My eyes couldn’t reach Tony’s. They stayed on my shoes, the hot pink laces amidst an upper middle class milieu of Doc Martens. “doyouwannagooutwithme.”
“Eh?” said Tony, grabbing the noisy ball from bouncing back.
“She ASKED you OUT,” Alice reiterated, her powdered cheeks glowing molten.
“Why would I ever go out with you!?” I still couldn’t lift my gaze from my laces to see Tony, the girls, the world refracting me back. “That’s disgusting. You’re a freaking zit farm freak in a fugly sweater. Gross, Alice.”
I didn’t go back to our classroom when the bell rang, moments later, like a lazy sitcom edit. I veered left in the hallway into the girl’s bathroom with its mint tile and dirty peach stalls and bleach air. The reflection of my blotched face, stringy hair, bad skin, sweet stupid animals. I tore the farm sweater off and balled it up, shoved it to the bottom of my backpack. In my white t-shirt and jeans, I sunk to my knees on the tile and embraced the closest ceramic rim. I coughed, I choked, I gagged, until everything in my stomach purged into the water.
* * *
I have written this story five times.
The middle of the story stays the same. It is what surrounds it that I keep changing, the interpretation I give this one incident of many in that nightmare bullied school year, cut short when the depression became so severe and I couldn’t take it and dropped out. This is the day I remember most vividly, that moment when some part of me broke. The seam of a tear, the start of a spiral.
In these other versions of the story I am angry at Alice. How cruel! How vile! How bullshit. Raging against Alice Grant is a fist shaken at the sky. If it hadn’t been her blade, it would have been another.

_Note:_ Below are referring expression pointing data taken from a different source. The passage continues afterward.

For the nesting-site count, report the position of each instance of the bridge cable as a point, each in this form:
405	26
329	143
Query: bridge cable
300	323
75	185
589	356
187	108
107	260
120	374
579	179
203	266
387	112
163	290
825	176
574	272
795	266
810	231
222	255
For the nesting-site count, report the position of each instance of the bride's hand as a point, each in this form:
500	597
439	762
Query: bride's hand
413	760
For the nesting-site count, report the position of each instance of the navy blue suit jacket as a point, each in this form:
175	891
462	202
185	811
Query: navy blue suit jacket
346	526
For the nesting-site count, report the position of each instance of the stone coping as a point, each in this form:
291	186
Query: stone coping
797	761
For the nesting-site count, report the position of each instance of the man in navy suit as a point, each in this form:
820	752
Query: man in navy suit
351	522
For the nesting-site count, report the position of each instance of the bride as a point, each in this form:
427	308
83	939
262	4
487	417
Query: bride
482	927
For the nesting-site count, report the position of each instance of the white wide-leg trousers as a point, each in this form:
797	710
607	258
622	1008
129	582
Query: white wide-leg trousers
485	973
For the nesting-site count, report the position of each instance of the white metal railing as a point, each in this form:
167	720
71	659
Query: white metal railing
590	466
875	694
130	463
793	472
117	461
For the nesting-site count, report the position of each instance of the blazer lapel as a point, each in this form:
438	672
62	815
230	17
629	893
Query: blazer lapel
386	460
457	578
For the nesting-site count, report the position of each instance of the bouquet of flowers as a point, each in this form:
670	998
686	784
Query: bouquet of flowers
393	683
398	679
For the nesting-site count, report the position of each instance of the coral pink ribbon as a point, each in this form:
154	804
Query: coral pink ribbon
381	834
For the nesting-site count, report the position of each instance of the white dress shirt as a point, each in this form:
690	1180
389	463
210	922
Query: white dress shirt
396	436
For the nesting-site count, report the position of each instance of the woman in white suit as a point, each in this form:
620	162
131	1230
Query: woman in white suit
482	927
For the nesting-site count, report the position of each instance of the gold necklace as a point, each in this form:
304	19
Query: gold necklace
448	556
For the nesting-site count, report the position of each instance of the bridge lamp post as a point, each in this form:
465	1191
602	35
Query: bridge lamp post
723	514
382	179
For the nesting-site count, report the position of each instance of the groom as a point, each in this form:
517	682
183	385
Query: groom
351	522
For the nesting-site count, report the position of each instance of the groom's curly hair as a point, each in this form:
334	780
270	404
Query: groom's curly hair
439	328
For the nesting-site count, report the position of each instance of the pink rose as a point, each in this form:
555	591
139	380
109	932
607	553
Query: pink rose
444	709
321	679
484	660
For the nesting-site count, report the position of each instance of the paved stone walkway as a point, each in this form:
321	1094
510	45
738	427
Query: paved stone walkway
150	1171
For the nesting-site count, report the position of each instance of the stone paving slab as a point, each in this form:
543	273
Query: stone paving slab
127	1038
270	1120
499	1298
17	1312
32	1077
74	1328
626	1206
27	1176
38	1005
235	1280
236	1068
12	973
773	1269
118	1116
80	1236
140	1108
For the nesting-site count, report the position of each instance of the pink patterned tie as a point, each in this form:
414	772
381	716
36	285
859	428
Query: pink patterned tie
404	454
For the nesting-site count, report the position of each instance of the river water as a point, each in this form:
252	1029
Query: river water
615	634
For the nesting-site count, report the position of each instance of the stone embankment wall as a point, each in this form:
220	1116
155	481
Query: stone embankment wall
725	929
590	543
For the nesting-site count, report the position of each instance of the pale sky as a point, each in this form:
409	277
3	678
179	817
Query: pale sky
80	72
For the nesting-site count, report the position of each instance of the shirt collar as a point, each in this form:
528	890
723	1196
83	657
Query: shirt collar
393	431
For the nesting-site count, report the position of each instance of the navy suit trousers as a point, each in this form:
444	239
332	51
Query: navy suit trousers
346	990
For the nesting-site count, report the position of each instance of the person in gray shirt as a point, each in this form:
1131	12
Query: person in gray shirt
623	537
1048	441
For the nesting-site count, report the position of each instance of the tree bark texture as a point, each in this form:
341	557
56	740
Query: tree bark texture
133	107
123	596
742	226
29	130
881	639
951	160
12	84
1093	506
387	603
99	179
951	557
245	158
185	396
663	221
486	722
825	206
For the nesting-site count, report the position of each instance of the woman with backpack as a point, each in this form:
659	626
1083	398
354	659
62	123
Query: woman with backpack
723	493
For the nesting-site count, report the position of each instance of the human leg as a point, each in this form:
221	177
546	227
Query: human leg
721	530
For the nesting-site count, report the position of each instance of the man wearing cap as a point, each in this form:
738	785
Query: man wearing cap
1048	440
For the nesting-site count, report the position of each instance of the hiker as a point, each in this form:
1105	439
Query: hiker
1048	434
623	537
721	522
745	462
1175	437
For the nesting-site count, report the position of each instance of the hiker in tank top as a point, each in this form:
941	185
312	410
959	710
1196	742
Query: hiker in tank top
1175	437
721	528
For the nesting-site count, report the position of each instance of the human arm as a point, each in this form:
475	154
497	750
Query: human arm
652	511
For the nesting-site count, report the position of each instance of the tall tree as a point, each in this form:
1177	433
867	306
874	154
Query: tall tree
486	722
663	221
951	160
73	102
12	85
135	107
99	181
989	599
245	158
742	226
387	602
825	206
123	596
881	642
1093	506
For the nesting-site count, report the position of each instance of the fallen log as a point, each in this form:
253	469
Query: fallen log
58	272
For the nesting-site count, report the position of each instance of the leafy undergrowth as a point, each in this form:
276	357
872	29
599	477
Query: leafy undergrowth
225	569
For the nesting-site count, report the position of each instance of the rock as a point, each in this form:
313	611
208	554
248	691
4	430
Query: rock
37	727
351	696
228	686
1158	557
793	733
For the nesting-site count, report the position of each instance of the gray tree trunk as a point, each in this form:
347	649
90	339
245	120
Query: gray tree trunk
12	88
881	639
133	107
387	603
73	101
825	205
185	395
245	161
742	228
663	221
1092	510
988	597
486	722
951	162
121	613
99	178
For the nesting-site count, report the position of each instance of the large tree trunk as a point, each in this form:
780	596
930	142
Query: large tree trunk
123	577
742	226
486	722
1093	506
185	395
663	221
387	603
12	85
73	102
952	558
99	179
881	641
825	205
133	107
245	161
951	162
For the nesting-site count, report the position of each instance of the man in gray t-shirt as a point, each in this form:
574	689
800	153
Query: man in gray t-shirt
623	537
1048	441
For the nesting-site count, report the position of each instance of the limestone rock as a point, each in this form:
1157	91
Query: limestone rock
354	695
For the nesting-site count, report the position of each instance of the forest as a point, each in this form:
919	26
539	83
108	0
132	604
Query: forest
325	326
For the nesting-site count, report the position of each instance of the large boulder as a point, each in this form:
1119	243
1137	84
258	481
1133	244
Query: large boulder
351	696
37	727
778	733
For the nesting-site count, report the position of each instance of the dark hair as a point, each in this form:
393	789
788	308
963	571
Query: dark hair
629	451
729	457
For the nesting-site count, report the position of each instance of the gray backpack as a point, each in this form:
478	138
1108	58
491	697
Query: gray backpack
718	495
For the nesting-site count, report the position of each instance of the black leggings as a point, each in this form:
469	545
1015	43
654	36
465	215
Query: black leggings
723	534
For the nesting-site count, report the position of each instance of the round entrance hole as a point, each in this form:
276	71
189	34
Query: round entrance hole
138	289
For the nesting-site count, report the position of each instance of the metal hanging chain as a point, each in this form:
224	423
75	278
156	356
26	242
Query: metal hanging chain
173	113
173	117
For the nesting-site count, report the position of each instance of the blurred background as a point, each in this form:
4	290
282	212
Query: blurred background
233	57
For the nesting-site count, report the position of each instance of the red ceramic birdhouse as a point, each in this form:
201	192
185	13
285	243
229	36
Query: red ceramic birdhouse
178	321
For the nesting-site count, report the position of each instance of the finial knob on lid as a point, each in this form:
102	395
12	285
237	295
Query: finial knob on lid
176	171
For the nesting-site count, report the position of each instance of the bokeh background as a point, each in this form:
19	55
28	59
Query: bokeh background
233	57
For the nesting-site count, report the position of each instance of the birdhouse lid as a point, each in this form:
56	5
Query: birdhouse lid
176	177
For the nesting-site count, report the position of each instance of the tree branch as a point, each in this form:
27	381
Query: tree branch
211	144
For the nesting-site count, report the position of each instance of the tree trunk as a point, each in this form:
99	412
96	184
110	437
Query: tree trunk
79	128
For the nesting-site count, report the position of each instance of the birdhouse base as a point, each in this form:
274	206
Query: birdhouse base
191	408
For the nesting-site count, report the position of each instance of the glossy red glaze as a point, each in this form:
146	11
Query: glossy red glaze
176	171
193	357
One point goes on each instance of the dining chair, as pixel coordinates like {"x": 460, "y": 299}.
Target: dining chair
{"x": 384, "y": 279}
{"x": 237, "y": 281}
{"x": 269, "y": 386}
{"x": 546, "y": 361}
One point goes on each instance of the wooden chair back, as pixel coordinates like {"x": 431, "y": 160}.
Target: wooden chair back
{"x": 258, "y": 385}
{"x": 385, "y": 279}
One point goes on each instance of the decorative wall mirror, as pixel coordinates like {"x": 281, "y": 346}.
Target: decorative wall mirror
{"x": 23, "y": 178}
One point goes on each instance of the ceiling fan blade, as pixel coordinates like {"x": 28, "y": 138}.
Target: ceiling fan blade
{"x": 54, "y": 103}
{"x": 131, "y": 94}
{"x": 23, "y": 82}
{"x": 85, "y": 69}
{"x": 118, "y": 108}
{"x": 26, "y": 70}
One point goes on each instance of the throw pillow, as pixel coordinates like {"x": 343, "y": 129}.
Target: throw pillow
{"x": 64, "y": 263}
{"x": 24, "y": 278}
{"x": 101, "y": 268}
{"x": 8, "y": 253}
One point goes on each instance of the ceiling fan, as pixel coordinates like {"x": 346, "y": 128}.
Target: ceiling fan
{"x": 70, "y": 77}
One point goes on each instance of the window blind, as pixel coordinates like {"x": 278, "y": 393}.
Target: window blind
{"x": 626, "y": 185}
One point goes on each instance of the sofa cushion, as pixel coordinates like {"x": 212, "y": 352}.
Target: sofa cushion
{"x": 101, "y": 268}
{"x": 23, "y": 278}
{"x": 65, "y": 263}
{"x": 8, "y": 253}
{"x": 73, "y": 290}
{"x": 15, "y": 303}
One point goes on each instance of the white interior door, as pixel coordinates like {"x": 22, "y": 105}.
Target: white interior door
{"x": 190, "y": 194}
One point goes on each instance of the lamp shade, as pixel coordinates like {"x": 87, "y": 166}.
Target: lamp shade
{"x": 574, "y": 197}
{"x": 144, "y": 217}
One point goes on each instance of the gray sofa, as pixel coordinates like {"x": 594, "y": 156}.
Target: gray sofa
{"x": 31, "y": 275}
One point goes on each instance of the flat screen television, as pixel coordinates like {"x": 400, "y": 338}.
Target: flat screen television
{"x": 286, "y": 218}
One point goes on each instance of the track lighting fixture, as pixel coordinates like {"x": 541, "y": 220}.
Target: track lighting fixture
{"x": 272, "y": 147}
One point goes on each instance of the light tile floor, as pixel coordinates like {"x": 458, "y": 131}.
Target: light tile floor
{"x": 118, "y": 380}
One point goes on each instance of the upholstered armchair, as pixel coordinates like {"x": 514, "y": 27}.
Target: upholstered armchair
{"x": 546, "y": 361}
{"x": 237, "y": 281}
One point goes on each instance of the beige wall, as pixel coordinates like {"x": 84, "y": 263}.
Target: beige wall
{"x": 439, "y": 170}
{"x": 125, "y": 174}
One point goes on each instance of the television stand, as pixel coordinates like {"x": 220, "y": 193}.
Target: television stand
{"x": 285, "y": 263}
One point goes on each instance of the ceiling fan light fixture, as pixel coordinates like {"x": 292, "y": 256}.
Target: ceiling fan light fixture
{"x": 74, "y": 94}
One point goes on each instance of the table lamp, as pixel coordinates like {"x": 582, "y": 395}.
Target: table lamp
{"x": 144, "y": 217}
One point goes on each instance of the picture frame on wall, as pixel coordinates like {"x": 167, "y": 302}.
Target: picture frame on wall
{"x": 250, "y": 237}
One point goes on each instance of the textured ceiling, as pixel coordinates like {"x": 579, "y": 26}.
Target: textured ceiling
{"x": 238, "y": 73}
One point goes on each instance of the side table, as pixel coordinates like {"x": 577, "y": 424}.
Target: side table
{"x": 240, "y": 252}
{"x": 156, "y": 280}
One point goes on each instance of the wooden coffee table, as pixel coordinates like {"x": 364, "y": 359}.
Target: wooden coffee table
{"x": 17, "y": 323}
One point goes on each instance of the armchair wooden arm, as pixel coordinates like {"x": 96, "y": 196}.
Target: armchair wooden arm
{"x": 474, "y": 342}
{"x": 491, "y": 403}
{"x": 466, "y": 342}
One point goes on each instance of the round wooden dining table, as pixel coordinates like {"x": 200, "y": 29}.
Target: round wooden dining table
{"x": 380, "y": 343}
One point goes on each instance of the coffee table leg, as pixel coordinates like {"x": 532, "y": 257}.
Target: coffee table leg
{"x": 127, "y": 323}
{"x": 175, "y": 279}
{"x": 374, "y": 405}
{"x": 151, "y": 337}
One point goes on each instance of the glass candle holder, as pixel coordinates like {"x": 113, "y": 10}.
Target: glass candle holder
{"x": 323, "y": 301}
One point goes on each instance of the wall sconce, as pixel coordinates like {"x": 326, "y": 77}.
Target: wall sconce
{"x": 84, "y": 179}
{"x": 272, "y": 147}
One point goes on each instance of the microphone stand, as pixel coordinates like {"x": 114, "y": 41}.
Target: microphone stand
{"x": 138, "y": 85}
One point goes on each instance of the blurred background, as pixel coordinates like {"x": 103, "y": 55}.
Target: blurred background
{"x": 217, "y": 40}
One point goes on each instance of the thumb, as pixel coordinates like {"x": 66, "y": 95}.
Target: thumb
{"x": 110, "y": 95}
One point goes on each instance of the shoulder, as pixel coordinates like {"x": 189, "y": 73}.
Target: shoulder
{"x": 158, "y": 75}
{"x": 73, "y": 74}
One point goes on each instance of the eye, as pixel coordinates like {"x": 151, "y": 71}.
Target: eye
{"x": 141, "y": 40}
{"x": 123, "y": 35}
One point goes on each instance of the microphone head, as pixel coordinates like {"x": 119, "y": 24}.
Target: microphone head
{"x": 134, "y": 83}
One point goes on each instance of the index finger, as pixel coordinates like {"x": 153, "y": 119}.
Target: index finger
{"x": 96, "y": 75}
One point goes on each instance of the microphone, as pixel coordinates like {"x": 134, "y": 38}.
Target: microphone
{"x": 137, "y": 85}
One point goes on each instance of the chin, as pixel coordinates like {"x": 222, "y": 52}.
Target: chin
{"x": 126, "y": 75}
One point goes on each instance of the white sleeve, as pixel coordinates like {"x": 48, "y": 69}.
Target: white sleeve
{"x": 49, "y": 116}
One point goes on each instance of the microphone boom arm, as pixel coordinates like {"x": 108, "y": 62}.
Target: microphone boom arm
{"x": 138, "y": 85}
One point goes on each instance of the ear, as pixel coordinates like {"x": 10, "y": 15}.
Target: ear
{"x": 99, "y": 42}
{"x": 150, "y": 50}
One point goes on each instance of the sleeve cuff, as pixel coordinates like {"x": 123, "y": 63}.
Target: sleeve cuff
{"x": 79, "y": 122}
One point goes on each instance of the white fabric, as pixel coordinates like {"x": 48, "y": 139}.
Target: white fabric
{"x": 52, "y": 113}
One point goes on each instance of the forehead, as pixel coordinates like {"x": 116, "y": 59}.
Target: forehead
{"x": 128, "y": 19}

I was blood in the water.
In these other versions I want to travel back in time and give that girl I was a hug. A pep talk. Don’t give up on your heart. That’s the cutest sweater you’ll ever own. In truth, I can’t stomach that girl. I recoil from her photograph. I stand back and watch this scene like a pageant parent, tsk tsk-ing. Couldn’t you stick up for yourself? Would it be that hard to whip out a comeback, or punch Alice in the face? Anything, anything else? I spent the rest of that year, the rest of my adolescence, young adulthood, trying to appease the masters whose whole game was keeping me out of a win. Look, I bought the brand you don’t hate! Look, I’m being quiet, I’m sticking to the sidelines. Approve, approve, approve. I want to tell the story of a girl who pushed back, not a mewling victim. But this is what I’ve got. Give me back that sweater. You’re not worthy. You’re just going to give it up. I pick up where every bully left off. The torture loops.